Por eso es inevitable que en toda esta reflexión surjan títulos concretos: las series españolas más visionadas a nivel internacional. En principio, por ejemplo, las tres que lograron incluirse en la lista de las 20 series más vistas de 2020 a nivel mundial (Herruzo, 2020), donde La casa de papel tiene un protagonismo evidente. Una serie que habla del hartazgo social ante determinadas políticas sociales y de la precariedad laboral existente, más allá de la trama del atraco organizado, y que por eso ha sabido conectar con diversas sociedades que están atravesando crisis político-financieras.
Lo mismo que sucede con otra ganadora, Élite, que no narra únicamente un thriller dentro de una historia de adolescentes, sino que pone sobre la mesa preocupaciones de la juventud actual y dibuja cómo viven su sexualidad, cómo se sienten libres cuando están en su propio territorio.
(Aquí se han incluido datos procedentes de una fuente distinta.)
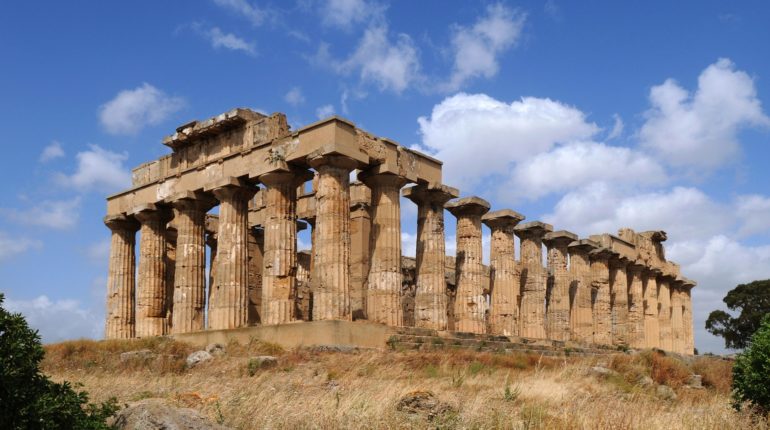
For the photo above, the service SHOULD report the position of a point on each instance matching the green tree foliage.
(751, 373)
(28, 399)
(752, 302)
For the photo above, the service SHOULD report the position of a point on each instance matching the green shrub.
(28, 399)
(751, 373)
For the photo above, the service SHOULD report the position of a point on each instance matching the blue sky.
(591, 116)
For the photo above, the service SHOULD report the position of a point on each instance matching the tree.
(751, 372)
(28, 399)
(752, 301)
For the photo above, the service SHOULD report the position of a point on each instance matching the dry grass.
(325, 390)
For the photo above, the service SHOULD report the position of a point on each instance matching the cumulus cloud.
(51, 152)
(58, 320)
(132, 110)
(98, 169)
(12, 246)
(479, 137)
(700, 129)
(476, 48)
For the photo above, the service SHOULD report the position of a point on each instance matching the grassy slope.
(361, 390)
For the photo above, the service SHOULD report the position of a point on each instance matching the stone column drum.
(534, 279)
(504, 273)
(470, 303)
(558, 310)
(581, 316)
(228, 304)
(600, 282)
(330, 277)
(430, 302)
(121, 278)
(280, 249)
(152, 302)
(383, 292)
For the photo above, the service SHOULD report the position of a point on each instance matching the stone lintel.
(467, 206)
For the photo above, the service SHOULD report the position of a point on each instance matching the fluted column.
(581, 315)
(190, 267)
(330, 278)
(651, 326)
(619, 300)
(383, 293)
(430, 302)
(534, 279)
(558, 304)
(636, 337)
(152, 301)
(228, 305)
(280, 255)
(504, 273)
(664, 313)
(121, 278)
(600, 282)
(470, 303)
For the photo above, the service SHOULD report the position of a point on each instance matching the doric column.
(581, 316)
(651, 326)
(619, 300)
(430, 302)
(636, 338)
(600, 282)
(280, 257)
(121, 277)
(470, 303)
(534, 279)
(383, 293)
(664, 312)
(558, 306)
(190, 268)
(152, 301)
(504, 273)
(228, 304)
(330, 278)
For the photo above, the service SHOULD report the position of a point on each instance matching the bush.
(28, 399)
(751, 372)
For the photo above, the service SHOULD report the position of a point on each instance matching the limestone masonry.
(270, 182)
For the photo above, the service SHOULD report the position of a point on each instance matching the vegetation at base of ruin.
(319, 389)
(751, 302)
(28, 398)
(751, 374)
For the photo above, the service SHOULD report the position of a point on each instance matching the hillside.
(323, 388)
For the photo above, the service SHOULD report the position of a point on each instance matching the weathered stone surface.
(470, 302)
(557, 298)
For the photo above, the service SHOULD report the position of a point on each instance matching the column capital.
(121, 222)
(439, 194)
(504, 219)
(559, 238)
(468, 206)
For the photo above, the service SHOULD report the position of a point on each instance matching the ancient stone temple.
(218, 218)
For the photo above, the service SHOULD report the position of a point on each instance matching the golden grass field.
(327, 390)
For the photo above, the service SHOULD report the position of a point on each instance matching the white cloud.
(700, 129)
(52, 151)
(58, 320)
(252, 13)
(12, 246)
(478, 137)
(324, 111)
(99, 169)
(476, 49)
(132, 110)
(294, 97)
(577, 164)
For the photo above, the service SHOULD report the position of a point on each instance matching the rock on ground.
(154, 414)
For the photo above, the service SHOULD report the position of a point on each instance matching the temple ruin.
(270, 182)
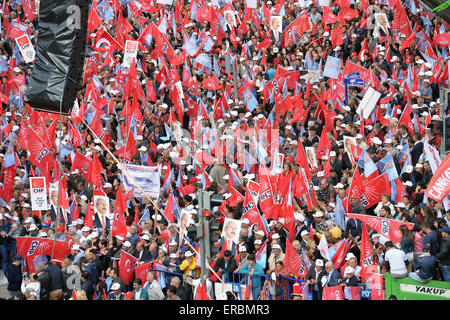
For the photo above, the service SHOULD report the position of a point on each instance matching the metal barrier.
(279, 289)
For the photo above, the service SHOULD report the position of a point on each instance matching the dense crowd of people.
(251, 104)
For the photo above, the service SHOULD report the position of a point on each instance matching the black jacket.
(44, 280)
(56, 277)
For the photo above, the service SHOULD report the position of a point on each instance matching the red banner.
(126, 266)
(28, 247)
(387, 227)
(333, 293)
(439, 186)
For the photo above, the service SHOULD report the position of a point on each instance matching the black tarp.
(60, 50)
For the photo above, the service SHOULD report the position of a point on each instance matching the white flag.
(323, 248)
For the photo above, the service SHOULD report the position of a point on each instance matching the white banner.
(368, 102)
(38, 192)
(147, 178)
(433, 156)
(130, 53)
(26, 48)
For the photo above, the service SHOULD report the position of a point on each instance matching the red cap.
(193, 180)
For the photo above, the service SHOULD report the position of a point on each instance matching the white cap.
(115, 286)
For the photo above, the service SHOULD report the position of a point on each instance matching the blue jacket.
(14, 275)
(426, 266)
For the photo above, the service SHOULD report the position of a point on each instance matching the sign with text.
(26, 48)
(130, 52)
(38, 193)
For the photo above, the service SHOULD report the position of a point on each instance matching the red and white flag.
(439, 186)
(126, 266)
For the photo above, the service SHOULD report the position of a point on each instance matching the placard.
(38, 192)
(26, 48)
(130, 52)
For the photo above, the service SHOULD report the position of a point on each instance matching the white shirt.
(396, 259)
O Vis a vis, que va más allá de las vicisitudes crueles que se viven en una cárcel femenina: esta ficción habla del empoderamiento de la mujer, de la sororidad, como forma de lucha en un mundo injusto y regido por una gran fuerza patriarcal.
Ejemplos, todos ellos, de un negocio dinámico e hiperconectado que ya no entiende de fronteras, donde, gracias a las plataformas en streaming, la industria audiovisual española ha incrementado el número de estrenos por año, apostando por géneros y formatos más personales, en ocasiones más vanguardistas, en busca de audiencias más concreta y siempre dinámicas. Ficciones que deben su nuevo posicionamiento, como podemos traducir de lo explicado por los profesionales entrevistados, al trabajo y profesionalidad de los equipos técnicos y creativos. Nuevos equipos que se topan, eso sí, con nuevas formas de hacer y ver televisión, ofreciendo consumos personalizados y expandidos en múltiples ventanas de exhibición. Una regeneración, en definitiva, que también ha afectado los formatos, los aspectos narrativos y las líneas temáticas, aproximándose en cierta manera a los cambios vividos también por la sociedad española en las últimas décadas.